I hated that I wasn’t strong or brave enough to fix either of them.

By the time I step into the hospital, it’s a little after midnight. Alex greets me in the lobby looking tired and worried. She throws her arms around my neck, and I hold her, waiting until she pulls away first. When she does, her eyes are shining with a fresh set of tears.

She looks in complete disarray and taps her hand nervously against her thigh, her gaze darting around the room as if she’s looking for someone.

I take her face in my hands and gently guide her to look at me. “How is he?”

“He’s sleeping.” Her lip trembles slightly. “But he’s okay, I think.” Her words sound choked, and she swallows. “They ran a bunch of tests.” I wait for her to tell me more, but she just shakes her head. Tears spill from her eyes, and her shoulders drop as she erupts. She looks as if she’s going to collapse. I pull her back into me, her cries echoing in the empty lobby. The lone security guard looks away in an attempt to give us privacy. It makes me hold her even tighter.

Unable to take away Alex’s fear and being powerless to help Mason, it’s a feeling that never gets any easier.

By Sunday, Alex has been sent home for the remainder of the day, and it’s obvious she isn’t happy about it. Mason had a minor infection, and since he’s been fever free for forty-eight hours and all the tests are coming back normal, he’s been cleared to go home.

Waiting for him to get here, however, has been the challenge. Alex is restless. She won’t stop moving. Chloe and I help her with the laundry and put fresh sheets on Mason’s bed. We clean the bathrooms and tidy the kitchen. Anything we can think of to help Ms. Pestano and Mason when they finally get home.

Chloe, who arrived in DC about two hours after me, forces Alex to shower, and I make her favorite bagel sandwich, but it’s only when she gets a text from her mom saying they’re on their way that she seems to settle. Slightly.

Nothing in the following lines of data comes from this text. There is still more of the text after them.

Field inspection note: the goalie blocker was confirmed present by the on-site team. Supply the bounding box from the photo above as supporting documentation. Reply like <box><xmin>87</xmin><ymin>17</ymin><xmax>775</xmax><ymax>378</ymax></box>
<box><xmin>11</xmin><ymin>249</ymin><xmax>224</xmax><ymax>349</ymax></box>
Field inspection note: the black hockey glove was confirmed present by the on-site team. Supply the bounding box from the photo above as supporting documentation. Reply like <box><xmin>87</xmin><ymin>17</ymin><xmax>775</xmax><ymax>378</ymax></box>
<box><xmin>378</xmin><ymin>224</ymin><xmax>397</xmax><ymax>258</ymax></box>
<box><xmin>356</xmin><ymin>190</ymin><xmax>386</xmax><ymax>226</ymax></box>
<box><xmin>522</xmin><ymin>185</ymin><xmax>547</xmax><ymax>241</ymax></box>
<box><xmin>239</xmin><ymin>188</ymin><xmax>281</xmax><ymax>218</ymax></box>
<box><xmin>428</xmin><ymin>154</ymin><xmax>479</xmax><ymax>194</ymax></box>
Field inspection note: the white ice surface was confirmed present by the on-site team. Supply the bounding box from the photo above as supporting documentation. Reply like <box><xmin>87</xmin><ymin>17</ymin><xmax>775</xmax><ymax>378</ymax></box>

The three of us lounge on Alex’s bed and try to stay occupied. Alex lies on her back with her legs dangling off the edge while she tosses a baseball into the air, catching it before it can smack her in the face.

Chloe and I take an online quiz telling us what kind of cheese we would be—we both get brie—and get into a debate that seems way too deep for the weekend we just experienced.

“I just think it’s weird that some people don’t have an inner monologue. Like, how do you even think when you’re not visualizing pictures or words or narrating life?”

“No idea,” I say, thumbing through one of Chloe’s magazines, hoping for another mindless quiz. “Maybe they just function on vibes.”

“On vibes? Jules, come on.”

“Sometimes I hear songs in my head,” Alex says, startling us.

“Explain,” Chloe says and gives Alex her undivided attention. I close the magazine and do the same. It’s the first real time Alex has engaged, and Chloe and I aren’t about to let it go to waste.

Alex tosses the ball and catches it. “I don’t know. Like, when I see someone, a certain song will pop in my head.”